Politiquement et plus intéressant, le TC vient d’apporter des munitions aux gouvernements de Pologne et de Hongrie, qui mènent depuis des années une croisade contre la démocratie libérale et contre les institutions communautaires. Après tout, si l’Allemagne peut choisir quand appliquer le droit européen, qu’est-ce qui empêche la Pologne ou la Hongrie d’ignorer les jugements de la CJUE, par exemple sur l’indépendance du pouvoir judiciaire (affaire C-192/18 Commission / Pologne)? 

Pour Esteban González Pons, vice-président du Parti populaire européen, le raisonnement du TC est le même que celui utilisé par ces gouvernements: les Polonais, sans aller plus loin, ont déjà affirmé que la décision de mardi leur donne raison: les États membres, pas les institutions européennes sont les «propriétaires des traités» et il leur appartient donc exclusivement d’en déterminer leur portée.

Par conséquent, et en toute logique, d’un point de vue européiste, l’intervention de la Commission européenne est maintenant absolument nécessaire. C’est l’article 258 TFUE qui lui permettrait d’engager une procédure d’infraction à l’encontre d’un État membre (ici l’Allemagne) en estimant qu’il a « manqué à l’une de ses obligations au titre des traités ». Ce processus réaffirmerait non seulement le rôle de la Commission en tant qu’institution chargée de la mise en œuvre des traités, mais permettrait également, à terme (article 260 TFUE), à la CJUE de déclarer l’évidence: que l’interprétation de la législation européenne est une prérogative de la CJUE, pas des tribunaux nationaux. La commission européenne le fera-t-elle ? Qu’attend Macron pour engager la procédure ?

Ce qui est en tout cas manifeste aujourd’hui, c’est que l’ordre juridique européen est dangereusement fragile et que sa survie dépend de la décision des États membres de respecter les règles et de respecter – et de faire respecter – les traités. Comme la Pologne et la Hongrie l’ont démontré à plusieurs reprises, il est pratiquement impossible d’obliger un État membre à respecter le droit européen contre sa volonté. Mais si l’on demeure européiste, il n’y a plus qu’une seule procédure à adopter : l’infraction, seul instrument de la Commission en tant que gardienne des traités et dans l’intérêt de l’Union.

Or, et on l’aura compris : il s’agit ici de l’Allemagne.

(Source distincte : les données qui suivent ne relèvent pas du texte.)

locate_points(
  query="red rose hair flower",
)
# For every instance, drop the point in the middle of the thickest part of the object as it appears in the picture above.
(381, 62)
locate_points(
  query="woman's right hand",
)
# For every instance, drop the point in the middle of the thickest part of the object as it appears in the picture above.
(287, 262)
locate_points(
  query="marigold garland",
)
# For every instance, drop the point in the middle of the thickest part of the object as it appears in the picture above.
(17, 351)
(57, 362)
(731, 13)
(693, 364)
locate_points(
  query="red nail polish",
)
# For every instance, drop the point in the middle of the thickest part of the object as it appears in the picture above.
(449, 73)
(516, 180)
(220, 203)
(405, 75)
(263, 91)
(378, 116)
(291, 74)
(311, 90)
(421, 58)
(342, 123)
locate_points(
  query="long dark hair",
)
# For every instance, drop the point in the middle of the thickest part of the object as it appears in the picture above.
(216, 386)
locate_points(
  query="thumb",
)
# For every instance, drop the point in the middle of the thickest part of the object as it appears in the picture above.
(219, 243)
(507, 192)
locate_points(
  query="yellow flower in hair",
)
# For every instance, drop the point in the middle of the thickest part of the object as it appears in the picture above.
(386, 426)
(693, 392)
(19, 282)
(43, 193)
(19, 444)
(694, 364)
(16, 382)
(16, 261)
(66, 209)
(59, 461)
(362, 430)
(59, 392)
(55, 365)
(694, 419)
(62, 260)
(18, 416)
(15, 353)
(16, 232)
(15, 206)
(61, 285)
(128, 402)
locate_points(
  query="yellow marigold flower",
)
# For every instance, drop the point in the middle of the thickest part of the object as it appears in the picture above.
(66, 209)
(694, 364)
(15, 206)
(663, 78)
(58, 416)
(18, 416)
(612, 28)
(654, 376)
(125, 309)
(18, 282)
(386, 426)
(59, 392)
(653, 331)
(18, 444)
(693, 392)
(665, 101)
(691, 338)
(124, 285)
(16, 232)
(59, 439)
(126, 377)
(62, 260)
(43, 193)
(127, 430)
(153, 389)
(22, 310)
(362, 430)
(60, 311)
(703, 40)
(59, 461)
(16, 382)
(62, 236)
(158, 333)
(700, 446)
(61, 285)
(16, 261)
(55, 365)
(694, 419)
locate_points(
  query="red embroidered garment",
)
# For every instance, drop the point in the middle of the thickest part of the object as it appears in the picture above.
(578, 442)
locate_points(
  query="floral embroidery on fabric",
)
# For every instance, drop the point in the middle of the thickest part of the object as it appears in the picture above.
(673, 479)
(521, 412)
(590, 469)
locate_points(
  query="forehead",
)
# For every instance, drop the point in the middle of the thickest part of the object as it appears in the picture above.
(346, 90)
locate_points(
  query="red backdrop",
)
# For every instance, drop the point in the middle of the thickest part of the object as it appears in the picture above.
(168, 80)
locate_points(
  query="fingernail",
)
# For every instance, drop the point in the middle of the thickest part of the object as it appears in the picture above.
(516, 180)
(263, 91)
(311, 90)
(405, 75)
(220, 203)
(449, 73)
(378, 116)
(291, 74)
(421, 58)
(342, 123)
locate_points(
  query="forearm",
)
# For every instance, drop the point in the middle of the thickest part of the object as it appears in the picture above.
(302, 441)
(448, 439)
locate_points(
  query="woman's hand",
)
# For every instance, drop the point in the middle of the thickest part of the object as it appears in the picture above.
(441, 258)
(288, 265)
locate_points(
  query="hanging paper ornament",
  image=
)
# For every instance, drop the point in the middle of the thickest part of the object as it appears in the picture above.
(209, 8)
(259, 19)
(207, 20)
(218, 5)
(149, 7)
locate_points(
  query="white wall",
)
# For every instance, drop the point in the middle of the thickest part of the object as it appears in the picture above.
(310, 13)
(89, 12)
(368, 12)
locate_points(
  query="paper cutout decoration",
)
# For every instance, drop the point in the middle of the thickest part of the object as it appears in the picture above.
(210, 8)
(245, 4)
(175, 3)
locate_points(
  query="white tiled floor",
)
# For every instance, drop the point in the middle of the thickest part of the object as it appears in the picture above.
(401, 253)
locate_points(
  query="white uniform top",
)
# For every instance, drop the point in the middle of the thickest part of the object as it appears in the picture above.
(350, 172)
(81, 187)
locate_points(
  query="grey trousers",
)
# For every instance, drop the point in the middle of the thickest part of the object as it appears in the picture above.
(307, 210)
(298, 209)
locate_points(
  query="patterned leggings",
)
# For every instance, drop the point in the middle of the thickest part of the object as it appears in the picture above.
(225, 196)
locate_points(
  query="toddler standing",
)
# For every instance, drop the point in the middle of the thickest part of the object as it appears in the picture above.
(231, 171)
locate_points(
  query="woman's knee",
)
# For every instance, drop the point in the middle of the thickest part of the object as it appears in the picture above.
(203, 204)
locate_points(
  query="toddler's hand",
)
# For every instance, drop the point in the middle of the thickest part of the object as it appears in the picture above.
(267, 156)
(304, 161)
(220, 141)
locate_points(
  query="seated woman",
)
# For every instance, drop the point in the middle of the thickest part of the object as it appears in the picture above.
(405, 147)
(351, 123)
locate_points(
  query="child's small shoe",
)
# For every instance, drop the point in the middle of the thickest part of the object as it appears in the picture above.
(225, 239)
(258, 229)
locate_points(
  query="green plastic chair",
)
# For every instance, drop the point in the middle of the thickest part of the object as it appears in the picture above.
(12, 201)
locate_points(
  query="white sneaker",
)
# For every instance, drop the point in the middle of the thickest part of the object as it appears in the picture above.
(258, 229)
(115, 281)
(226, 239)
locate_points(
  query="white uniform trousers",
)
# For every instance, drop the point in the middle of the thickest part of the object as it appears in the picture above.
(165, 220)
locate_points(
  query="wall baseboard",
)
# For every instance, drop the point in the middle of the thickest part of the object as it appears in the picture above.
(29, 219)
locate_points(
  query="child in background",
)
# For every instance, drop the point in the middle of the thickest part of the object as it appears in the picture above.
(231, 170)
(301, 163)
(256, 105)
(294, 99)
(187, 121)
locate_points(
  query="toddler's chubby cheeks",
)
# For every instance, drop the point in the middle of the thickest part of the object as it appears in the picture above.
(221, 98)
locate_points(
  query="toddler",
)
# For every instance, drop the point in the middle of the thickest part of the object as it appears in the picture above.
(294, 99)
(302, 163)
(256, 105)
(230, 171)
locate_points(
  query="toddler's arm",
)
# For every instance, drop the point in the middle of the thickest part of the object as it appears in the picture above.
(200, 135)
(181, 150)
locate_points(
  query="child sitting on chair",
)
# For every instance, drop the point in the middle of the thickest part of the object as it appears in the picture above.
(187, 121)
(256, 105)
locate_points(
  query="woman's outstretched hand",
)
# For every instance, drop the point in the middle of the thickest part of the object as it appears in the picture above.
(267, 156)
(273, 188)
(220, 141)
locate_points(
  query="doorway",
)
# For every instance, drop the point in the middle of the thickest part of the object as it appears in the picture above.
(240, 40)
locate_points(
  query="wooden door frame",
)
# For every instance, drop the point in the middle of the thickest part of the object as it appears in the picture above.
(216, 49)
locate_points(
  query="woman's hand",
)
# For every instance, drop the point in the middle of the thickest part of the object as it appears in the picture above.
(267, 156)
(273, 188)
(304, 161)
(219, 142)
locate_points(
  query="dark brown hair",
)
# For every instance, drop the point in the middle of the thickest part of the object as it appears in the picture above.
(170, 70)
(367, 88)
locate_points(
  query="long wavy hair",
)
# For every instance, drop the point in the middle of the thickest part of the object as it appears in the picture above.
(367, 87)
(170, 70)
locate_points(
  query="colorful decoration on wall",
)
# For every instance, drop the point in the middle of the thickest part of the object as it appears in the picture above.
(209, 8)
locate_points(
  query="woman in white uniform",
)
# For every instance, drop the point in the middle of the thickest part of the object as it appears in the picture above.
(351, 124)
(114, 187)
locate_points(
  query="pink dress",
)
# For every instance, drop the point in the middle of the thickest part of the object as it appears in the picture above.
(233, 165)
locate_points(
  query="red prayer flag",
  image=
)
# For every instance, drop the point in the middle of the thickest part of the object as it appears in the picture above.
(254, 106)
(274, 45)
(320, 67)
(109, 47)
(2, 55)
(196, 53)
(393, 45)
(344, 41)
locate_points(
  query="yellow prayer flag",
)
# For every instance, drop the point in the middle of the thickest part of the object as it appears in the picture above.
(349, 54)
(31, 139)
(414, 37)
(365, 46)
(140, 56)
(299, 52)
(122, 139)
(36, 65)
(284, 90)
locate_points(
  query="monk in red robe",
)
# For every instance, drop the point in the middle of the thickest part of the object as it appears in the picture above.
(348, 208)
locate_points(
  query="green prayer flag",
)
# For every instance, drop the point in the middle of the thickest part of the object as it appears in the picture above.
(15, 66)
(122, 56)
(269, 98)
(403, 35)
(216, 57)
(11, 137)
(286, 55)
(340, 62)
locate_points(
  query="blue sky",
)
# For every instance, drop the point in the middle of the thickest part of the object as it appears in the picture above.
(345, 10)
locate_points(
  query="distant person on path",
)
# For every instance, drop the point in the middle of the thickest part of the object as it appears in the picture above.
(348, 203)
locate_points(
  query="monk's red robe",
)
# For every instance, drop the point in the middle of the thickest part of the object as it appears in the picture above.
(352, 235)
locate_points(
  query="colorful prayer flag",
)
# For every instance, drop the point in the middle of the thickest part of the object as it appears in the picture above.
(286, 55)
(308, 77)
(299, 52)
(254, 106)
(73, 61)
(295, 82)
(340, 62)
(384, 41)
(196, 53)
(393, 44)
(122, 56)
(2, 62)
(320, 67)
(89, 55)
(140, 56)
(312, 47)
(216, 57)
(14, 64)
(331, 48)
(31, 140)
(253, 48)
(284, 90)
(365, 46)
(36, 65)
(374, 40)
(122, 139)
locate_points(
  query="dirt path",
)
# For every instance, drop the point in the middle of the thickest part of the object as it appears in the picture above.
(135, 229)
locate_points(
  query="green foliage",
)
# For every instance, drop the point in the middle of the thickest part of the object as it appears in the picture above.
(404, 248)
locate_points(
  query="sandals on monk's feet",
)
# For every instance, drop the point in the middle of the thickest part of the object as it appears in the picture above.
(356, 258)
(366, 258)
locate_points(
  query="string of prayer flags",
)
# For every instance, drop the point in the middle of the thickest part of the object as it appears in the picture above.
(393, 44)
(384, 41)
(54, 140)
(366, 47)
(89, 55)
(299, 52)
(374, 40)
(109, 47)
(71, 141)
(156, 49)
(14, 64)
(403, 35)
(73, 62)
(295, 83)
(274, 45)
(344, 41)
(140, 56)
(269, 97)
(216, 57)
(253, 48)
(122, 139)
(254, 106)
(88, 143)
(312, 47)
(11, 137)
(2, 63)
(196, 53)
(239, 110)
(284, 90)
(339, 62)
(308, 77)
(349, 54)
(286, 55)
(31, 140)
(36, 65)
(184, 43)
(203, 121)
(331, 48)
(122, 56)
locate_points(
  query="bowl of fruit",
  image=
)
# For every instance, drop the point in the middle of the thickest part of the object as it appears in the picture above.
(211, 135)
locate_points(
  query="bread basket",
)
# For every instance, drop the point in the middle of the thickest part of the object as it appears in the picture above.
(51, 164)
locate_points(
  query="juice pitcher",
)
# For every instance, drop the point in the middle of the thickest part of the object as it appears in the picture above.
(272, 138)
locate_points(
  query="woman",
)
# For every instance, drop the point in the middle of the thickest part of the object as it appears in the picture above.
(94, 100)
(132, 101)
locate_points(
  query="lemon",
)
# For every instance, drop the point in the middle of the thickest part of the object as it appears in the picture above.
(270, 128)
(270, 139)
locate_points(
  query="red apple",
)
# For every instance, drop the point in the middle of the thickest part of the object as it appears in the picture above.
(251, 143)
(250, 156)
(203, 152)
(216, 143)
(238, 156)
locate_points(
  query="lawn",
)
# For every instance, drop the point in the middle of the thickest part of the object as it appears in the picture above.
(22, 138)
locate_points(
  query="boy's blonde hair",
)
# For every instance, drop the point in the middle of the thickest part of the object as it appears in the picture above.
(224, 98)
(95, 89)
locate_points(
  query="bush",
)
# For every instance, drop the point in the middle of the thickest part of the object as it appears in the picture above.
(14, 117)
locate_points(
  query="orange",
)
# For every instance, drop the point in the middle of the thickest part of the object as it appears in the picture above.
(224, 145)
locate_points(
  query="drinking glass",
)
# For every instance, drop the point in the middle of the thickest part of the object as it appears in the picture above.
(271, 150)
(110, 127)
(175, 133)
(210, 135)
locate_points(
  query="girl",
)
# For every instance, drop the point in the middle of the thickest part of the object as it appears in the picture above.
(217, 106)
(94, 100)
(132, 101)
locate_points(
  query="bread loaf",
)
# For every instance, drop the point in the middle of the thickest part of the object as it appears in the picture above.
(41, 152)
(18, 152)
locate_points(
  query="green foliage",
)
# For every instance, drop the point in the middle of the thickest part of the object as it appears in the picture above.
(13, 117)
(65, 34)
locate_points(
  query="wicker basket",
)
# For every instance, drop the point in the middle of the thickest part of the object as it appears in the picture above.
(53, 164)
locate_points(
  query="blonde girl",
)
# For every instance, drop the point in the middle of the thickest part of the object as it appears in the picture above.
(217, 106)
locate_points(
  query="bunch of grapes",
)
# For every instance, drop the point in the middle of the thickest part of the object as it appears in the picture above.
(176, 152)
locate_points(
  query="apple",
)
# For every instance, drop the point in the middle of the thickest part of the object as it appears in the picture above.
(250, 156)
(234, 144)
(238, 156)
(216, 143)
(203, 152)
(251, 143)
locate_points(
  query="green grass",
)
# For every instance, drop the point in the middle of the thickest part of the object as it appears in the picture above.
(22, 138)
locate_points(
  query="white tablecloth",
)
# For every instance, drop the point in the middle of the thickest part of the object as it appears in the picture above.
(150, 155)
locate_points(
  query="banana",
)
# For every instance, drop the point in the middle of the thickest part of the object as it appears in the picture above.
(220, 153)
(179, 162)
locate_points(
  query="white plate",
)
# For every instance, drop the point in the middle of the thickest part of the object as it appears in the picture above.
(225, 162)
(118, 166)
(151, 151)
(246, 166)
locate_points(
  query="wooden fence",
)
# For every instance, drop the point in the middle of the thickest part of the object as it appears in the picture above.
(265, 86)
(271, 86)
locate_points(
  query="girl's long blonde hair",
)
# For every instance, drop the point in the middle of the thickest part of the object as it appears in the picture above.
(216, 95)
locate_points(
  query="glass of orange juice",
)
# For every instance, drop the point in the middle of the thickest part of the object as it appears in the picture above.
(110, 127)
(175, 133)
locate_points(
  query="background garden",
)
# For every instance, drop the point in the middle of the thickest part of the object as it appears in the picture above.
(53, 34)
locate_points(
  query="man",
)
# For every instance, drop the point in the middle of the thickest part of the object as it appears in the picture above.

Nonobstant, si la Commission européenne n’envoie pas un signal fort, et un message clair, ferme sans nuances à savoir que les États membres ne peuvent pas appliquer le droit européen de manière sélective et que les décisions de la CJUE sont contraignantes pour tous, indépendamment de leur pouvoir économique ou politique, elle aura perdu tout crédit. Si elle veut sauver l’Union européenne, il lui fait appliquer sans tarder l’article 258 et donc initier une procédure d’infraction et permettre à la CJUE de réaffirmer son autorité. Le ballon est dans le camp de l’Union. 

C’est à Macron de jouer !

Primauté allemande

Nonobstant en rappelant que la BCE devait s’expliquer sur son programme de rachats de dettes (quantitative easing) et en estimant qu’elle agit au-delà de son mandat, la cour de Karlsruhe réaffirme en droit sa doctrine constante : en 2009, elle avait en effet expliqué (à propos du traité de Lisbonne) que « Les peuples de l’Union européenne, qui sont constitués dans leurs États-membres (respectifs), restent les détenteurs de l’autorité publique, y compris de l’autorité de l’Union ». Autrement dit, elle affirmait la primauté de la Constitution allemande, y compris sur les traités européens.

Ceci contrebat une opinion courante en France, celle de la supposée primauté des traités européens sur la Constitution française. Bien sûr, cette dernière a été abondamment modifiée depuis l’origine et plus encore au cours des deux dernières décennies. Point de « main tremblante » pour la modifier, alors. Mais cette négligence française envers le droit n’est pas « de règle » en Allemagne où, justement, on tient la règle en grande estime.

Ce n’est pas de l’égoïsme national : juste du droit. Dont la source vient du peuple souverain.